Sehingga dinamakanlah amalan tersebut sebagai bid’ah. Karena secara bahasa memang demikian
maknanya. Tetapi tidaklah istilah bid’ah yang dipakai dalam perkara ini adalah bid’ah dalam
pengertian Syari’ah. Karena Sunnah Nabi telah mengkatagorikannya (yakni shalat Tarawih dengan
berjama’ah itu –pent) sebagai amalan shaleh, seandainya tidak dikuatirkan untuk diwajibkannya

Halaman 4 dari 5
amalan itu. Dan kekuatiran untuk diwajibkannya amalan shaleh ini telah hilang dengan telah wafatnya
Nabi shallallahu alaihi wa aalihi wasallam, sehingga penghalang untuk dilaksanakannya amalan
shaleh ini telah hilang”. Demikian Syeikhul Islam Al Imam Ibnu Taimiyah rahimahullah menerangkan
dalam Iqtidha’ Shirathal Mustaqim jilid 2 halaman 594.
Cukuplah dengan keterangan ini untuk sebagai kejelasan, bahwa kata bid’ah hasanah yang dipakai
oleh Umar bin Al Khattab itu dalam menilai shalat Tarawih berjama’ah di masjid, bukanlah bid’ah
dalam pengertian syar’ie. Tetapi adalah pengertian semantik (secara bahasa). Karena amalan shalat
Tarawih berjama’ah di masjid itu telah dilakukan oleh Rasulullah shallallahu alaihi wasallam dan para
Shahabat beliau di masjid beliau. Jadi shalat Tarawih berjama’ah itu tidaklah dikatakan bid’ah secara
syar’ie, bahkan dikatakan Sunnah Nabi shallallahu alaihi wa aalihi wasallam. Karena bid’ah dalam
pengertian syar’ie telah dikatakan dhalalah (sesat) semuanya oleh Rasulullah shallallahu alaihi wa
aalihi wasallam. Jadi dalam pengertian ini telah dinafikan adanya bid’ah hasanah. Sehingga dengan
demikian, omongan Umar yang menilai shalat Tarawih berjama’ah di masjid itu tidaklah bertentangan
dengan sabda Nabi shallallahu alaihi wa aalihi wasallam yang menafikan adanya bid’ah hasanah.
Karena omongan Umar itu adalah bid’ah dalam pengertian bahasa, sedangkan sabda Nabi shallallahu
alaihi wa aalihi wasallam itu adalah keterengan beliau tentang bid’ah dalam pengertian syar’ie.

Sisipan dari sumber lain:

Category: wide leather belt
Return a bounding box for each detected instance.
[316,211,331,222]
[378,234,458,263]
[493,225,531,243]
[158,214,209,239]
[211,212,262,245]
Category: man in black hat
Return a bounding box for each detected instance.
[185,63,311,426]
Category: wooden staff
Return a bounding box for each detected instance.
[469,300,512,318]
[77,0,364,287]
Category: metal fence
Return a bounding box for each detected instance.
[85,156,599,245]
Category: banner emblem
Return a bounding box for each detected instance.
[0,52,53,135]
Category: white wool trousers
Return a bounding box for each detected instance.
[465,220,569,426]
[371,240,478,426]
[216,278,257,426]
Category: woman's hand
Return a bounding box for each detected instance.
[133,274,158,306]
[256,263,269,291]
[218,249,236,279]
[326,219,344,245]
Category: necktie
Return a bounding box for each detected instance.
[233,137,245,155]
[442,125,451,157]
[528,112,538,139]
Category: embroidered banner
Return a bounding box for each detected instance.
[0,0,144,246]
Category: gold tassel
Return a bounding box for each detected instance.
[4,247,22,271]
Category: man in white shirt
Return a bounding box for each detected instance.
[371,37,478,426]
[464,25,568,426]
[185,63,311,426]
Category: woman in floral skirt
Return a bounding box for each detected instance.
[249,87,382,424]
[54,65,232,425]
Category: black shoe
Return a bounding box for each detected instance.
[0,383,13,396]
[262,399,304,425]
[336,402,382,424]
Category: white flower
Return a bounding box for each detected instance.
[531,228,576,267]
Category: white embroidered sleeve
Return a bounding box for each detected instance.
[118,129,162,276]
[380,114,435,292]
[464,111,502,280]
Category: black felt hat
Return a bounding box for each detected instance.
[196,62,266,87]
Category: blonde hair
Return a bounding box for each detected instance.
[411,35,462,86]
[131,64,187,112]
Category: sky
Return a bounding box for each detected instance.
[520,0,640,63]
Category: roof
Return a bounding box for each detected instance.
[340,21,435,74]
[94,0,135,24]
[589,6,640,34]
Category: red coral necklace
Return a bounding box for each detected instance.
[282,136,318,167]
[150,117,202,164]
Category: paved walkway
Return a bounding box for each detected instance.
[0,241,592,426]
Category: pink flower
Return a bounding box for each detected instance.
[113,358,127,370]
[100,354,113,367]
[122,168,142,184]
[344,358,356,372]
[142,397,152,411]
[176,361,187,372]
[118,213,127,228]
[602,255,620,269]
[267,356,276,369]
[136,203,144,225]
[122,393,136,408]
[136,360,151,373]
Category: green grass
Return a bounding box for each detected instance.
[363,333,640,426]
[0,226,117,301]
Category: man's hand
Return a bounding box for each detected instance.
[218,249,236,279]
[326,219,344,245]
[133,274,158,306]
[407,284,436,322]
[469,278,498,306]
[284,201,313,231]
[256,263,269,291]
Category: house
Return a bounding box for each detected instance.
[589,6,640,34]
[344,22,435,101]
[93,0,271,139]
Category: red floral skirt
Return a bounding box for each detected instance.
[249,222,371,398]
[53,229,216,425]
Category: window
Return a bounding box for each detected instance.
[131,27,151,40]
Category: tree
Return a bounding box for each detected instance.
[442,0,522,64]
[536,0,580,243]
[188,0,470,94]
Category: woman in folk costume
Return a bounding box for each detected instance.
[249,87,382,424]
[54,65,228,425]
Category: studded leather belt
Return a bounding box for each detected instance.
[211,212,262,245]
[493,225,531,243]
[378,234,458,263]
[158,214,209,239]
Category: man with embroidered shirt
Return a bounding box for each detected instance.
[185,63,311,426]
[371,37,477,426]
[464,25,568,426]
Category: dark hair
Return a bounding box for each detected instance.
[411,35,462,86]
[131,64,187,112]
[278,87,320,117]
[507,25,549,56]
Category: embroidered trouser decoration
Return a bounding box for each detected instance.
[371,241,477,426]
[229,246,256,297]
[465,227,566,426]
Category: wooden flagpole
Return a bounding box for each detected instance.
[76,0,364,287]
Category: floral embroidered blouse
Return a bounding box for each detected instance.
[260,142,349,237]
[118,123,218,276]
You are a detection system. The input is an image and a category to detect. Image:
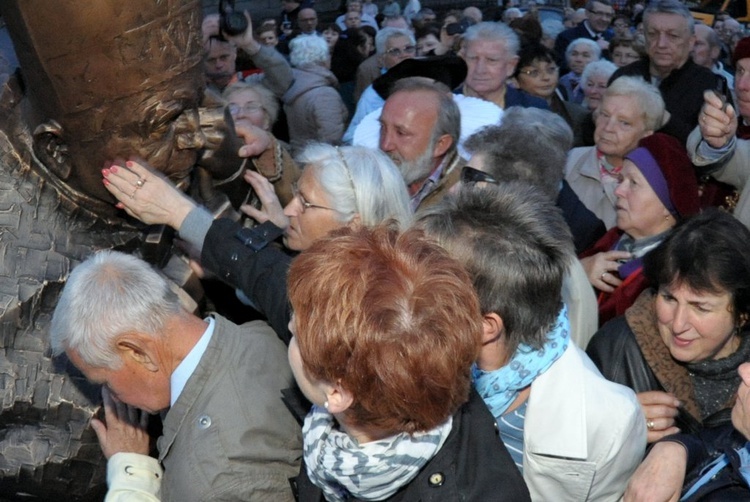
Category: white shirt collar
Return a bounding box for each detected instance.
[169,317,216,406]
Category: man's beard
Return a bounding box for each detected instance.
[389,140,436,186]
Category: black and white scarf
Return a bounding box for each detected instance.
[302,406,453,502]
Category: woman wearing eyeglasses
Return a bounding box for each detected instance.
[103,133,412,343]
[514,43,594,147]
[222,82,279,131]
[282,35,349,155]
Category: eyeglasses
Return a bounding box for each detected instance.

Umar
menyatakan bahwa shalat Tarawih berjama’ah sebagai “sebaik-baik bid’ah” dalam keadaan mengerti
bahwa amalan tersebut telah penah dicontohkan oleh Nabi shallallahu alaihi wa aalihi wasallam. Jadi
tidak mungkin Umar maksudkan dengan pernyataannya itu adalah bid’ah dalam pengertian syar’ie.
Sebab dalam pengertian syar’ie, amalan yang telah dicontohkan oleh nabi shallallahu alaihi wa aalihi
wa sallam itu tidaklah dinamakan bid’ah. Dan lagi Umar juga telah mengerti tentang sabda Nabi
shallallahu alaihi wa aalihi wasallam yang menegaskan bahwa semua bid’ah itu adalah sesat dan
tertolak. Maka dengan demikian mustahil Umar mengatakan sesuatu yang bertentangan dengan ilmu
yang ada pada dirinya. Dengan cara demikian pula kita memahami perkataan Al Hasan Al Bashri
dalam menilai majlis yang khusus untuk dibawakan padanya berbagai cerita-cerita yang mengandung
nasehat dan pelajaran bagi pendengarnya. Majlis yang demikian ini dikatakan oleh beliau sebagai
“bid’ah yang baik”.
Maka kalau perkataan Umar dan Al Hasan Al Basri tersebut tidak diartikan demikian, maka perkataan
itu berarti menyelisihi sabda Nabi shallallahu alaihi wa aalihi wasallam. Dan semua perkataan yang
menyelisihi sabda Nabi, haruslah kita membuang perkataan yang selain beliau itu.

P E N U T U P :
Demikianlah mestinya dalam bersikap terhadap pendapat para Imam yang mulya. Kita dilarang
mengikuti siapapun dalam menjalankan agama ini, tanpa mengerti dalilnya. Dan dalil yang diterima
dalam keterangan agama Allah ini, hanyalah Al Qur’an dan Al Hadits saja. Perkataan atau pendapat
dan ijtihad siapapun yang menyelisi dalil, haruslah ditinggalkan dalam rangka keta’atan kita kepada
Allah dan RasulNya. Wallahu a’lamu bis shawab.